Store leafy greens and chopped vegetables in airtight containers in the refrigerator and consume within 3-5 days. Proteins like grilled chicken or tofu should be kept separately and added just before serving to preserve texture.
The nutritional content of a dinner salad largely depends on the ingredients used. A typical dinner salad with mixed greens, vegetables, and a light dressing contains approximately 150-250 calories, 4-8 grams of protein, and is rich in vitamins A, C, and K, along with dietary fiber. Adding protein sources like grilled chicken or chickpeas can increase protein content significantly.
Yes, a dinner salad can be keto-friendly if you avoid high-carb ingredients like croutons and sugary dressings. Use low-carb vegetables like spinach, arugula, and cucumbers, and add fats such as avocado, olive oil, or cheese to align with keto macros. Make sure to keep the total net carbs under 20-50 grams per day to stay within keto guidelines.
Dinner salads are highly nutritious and provide fiber, vitamins, and antioxidants, which support digestive health, boost immunity, and reduce inflammation. Adding nutrient-dense toppings like nuts, seeds, or lean proteins can make it a balanced meal. However, choosing dressings carefully to avoid excess sodium and added sugars is crucial.
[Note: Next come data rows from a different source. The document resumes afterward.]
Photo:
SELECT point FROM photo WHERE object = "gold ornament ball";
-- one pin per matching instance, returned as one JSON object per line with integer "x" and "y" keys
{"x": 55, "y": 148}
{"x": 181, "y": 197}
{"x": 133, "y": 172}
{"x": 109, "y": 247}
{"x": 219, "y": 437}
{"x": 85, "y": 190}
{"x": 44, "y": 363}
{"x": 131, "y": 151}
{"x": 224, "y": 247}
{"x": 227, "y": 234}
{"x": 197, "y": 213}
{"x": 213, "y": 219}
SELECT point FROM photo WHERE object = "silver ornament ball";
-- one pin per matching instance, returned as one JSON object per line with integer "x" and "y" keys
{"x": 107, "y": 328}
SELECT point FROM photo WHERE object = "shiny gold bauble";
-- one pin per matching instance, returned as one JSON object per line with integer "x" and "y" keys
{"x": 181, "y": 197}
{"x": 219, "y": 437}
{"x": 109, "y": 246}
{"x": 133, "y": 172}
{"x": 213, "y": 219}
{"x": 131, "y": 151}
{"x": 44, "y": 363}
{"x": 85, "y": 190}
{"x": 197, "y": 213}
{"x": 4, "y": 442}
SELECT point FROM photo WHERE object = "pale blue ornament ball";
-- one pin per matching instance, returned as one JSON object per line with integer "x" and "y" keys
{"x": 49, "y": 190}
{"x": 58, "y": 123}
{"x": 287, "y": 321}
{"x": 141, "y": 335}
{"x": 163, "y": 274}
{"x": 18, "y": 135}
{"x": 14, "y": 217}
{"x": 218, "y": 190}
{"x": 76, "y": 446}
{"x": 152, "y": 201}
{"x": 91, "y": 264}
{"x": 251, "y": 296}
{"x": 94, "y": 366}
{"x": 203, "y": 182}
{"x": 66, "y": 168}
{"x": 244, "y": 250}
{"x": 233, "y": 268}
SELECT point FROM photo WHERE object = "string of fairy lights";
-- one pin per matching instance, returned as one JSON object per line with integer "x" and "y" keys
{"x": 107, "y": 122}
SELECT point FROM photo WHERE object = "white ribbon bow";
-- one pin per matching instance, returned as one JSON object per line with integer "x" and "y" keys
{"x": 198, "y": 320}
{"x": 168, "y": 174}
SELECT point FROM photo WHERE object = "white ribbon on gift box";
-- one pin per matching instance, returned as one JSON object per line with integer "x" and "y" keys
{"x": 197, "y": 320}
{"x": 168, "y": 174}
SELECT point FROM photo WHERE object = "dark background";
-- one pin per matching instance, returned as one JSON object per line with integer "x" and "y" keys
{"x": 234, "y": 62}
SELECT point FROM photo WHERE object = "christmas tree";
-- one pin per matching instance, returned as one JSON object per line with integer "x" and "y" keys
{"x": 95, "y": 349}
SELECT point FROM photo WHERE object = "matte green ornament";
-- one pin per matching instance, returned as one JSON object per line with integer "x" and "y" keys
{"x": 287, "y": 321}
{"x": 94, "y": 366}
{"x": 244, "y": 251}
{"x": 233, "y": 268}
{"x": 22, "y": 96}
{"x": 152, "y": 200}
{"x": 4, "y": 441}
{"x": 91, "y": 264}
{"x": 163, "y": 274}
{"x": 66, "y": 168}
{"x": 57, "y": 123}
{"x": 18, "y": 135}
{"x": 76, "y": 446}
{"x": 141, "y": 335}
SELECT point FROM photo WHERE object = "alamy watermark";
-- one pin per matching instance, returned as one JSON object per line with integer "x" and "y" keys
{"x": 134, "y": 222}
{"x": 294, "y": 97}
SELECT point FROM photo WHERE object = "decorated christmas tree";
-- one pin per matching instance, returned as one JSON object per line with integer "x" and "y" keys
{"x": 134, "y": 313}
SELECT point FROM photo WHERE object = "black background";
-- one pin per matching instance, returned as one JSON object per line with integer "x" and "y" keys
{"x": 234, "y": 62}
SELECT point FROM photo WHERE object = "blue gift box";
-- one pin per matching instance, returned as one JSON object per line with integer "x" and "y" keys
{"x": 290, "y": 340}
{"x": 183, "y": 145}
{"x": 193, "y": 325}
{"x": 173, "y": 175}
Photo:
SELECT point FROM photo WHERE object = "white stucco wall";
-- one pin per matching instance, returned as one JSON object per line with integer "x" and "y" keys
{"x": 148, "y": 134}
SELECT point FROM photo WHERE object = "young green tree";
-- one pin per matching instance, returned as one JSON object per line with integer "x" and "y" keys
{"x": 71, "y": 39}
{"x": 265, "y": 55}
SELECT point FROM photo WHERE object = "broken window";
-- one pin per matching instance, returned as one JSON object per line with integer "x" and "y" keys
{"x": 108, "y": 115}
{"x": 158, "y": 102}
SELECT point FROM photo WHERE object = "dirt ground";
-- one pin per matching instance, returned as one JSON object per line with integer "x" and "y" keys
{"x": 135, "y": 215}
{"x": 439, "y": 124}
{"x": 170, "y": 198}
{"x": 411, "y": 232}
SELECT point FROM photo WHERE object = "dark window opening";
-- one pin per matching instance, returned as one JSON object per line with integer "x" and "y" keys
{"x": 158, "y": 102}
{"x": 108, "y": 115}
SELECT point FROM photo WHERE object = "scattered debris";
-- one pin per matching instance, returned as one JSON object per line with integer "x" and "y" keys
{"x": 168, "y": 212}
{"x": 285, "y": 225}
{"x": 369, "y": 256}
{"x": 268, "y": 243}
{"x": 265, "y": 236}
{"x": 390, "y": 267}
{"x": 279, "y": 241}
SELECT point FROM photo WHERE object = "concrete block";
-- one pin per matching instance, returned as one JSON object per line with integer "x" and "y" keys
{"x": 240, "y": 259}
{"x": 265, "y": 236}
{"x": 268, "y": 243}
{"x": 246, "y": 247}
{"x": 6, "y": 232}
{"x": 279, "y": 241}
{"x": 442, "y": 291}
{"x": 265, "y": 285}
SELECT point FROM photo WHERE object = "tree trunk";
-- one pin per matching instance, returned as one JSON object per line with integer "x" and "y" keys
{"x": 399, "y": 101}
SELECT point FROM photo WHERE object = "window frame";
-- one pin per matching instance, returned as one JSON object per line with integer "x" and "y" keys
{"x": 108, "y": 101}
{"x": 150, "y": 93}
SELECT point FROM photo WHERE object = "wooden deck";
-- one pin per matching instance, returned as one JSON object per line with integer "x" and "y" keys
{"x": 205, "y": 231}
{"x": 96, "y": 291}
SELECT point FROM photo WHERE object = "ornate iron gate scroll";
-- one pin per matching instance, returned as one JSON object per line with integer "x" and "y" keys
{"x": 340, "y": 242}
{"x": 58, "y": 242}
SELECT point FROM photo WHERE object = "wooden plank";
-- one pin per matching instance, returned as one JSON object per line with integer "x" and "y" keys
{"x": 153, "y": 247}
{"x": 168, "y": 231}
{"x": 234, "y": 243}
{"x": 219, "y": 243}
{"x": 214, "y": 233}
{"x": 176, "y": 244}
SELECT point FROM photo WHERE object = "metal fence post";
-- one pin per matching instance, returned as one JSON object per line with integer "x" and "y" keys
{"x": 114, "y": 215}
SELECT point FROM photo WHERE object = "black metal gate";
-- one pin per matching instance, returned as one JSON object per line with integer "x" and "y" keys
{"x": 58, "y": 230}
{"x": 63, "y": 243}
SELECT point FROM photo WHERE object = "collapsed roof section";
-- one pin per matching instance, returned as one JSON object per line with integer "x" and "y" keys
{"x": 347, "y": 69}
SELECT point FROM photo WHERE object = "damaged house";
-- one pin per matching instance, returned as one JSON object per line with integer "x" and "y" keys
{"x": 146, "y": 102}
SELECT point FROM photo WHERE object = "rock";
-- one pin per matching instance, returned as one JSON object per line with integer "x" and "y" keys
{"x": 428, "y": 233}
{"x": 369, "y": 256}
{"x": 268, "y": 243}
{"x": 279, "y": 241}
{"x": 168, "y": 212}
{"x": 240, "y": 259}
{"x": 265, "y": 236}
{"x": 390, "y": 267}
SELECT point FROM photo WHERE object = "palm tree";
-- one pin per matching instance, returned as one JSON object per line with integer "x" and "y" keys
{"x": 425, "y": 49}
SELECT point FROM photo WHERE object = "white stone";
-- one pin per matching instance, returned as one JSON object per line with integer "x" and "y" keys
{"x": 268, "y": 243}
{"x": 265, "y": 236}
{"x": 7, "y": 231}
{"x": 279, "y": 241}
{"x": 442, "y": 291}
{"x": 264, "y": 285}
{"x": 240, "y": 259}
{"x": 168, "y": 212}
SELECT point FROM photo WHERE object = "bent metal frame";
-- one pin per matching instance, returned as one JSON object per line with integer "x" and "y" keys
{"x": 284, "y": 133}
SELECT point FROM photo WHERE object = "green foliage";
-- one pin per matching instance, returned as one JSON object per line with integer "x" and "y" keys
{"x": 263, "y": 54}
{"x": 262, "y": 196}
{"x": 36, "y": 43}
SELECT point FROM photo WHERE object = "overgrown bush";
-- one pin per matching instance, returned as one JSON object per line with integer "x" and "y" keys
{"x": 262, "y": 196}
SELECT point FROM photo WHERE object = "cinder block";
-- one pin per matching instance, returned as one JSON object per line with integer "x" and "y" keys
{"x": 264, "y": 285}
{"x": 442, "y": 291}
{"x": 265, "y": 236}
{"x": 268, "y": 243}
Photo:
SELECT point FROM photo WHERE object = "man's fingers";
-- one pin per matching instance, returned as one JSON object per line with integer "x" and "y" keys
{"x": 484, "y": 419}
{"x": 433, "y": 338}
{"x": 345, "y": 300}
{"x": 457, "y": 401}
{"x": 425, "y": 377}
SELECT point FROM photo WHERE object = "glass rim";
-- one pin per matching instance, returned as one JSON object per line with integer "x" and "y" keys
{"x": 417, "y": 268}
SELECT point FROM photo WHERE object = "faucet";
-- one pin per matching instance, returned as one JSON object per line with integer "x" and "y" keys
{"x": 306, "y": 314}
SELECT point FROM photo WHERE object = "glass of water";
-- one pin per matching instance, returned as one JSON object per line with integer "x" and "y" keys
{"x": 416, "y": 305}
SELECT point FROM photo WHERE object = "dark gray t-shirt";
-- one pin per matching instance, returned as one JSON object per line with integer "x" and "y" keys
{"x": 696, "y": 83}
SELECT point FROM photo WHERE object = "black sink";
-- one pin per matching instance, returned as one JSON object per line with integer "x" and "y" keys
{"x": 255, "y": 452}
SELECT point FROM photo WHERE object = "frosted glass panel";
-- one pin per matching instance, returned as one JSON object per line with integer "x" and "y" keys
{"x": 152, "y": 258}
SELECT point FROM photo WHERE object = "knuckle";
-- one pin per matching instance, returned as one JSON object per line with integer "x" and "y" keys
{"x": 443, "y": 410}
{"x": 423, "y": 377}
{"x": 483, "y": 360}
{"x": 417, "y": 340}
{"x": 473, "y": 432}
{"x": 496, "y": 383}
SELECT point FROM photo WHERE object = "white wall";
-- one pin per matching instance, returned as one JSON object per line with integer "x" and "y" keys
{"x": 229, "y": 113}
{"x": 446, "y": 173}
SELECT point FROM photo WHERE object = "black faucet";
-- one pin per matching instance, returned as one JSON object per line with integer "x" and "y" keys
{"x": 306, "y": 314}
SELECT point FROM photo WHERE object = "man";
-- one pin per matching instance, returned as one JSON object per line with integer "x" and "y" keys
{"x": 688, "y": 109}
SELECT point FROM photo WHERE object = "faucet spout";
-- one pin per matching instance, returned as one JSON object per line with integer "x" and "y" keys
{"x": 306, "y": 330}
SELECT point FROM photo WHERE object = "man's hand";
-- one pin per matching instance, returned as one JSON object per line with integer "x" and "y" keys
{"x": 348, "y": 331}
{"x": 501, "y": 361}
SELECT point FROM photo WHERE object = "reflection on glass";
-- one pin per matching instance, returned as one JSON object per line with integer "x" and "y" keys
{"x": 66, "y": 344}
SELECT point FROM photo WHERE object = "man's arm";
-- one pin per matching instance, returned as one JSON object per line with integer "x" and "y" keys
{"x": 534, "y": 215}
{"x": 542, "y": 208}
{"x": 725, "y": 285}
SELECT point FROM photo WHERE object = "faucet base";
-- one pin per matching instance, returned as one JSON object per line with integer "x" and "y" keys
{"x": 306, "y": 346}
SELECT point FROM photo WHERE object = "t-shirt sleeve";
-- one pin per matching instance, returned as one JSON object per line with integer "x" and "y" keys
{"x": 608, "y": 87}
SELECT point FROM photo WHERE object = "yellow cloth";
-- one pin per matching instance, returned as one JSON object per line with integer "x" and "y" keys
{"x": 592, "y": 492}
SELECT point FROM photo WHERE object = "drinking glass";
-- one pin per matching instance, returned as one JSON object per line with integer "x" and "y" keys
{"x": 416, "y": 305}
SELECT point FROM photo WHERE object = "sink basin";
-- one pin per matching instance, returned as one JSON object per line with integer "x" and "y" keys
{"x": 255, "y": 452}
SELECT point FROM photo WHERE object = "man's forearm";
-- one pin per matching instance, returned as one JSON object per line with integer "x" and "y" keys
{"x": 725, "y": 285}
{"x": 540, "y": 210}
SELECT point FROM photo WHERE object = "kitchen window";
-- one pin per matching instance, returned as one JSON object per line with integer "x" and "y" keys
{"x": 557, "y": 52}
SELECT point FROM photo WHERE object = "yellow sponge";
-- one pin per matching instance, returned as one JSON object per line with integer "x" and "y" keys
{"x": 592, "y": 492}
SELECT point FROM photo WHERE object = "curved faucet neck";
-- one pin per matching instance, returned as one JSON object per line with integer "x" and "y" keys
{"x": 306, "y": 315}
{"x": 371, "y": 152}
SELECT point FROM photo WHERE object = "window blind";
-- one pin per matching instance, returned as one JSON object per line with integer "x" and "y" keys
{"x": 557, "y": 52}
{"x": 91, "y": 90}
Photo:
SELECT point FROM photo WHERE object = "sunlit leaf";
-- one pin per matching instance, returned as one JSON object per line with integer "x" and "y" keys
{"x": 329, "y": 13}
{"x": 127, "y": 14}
The recommended portion size for a dinner salad typically ranges from 2-4 cups of mixed greens and vegetables per serving. Adding 3-4 ounces of protein like chicken, tofu, or beans makes it a complete meal. For a side salad, aim for 1-2 cups of greens.
A dinner salad is typically larger and more substantial than a side salad, often including proteins like grilled chicken or beans, more elaborate toppings, and heartier ingredients. Side salads are smaller, usually 1-2 cups, and are meant to complement a main dish rather than serve as a filling meal on their own.
Our nutrition data comes from trusted, authoritative sources to ensure accuracy and reliability. Below are specific scientific references and authoritative sources for this food item.
Additional Authoritative Sources:
Daily value percentages based on FDA guidelines. Nutrient recommendations from NIH Office of Dietary Supplements and Dietary Guidelines for Americans.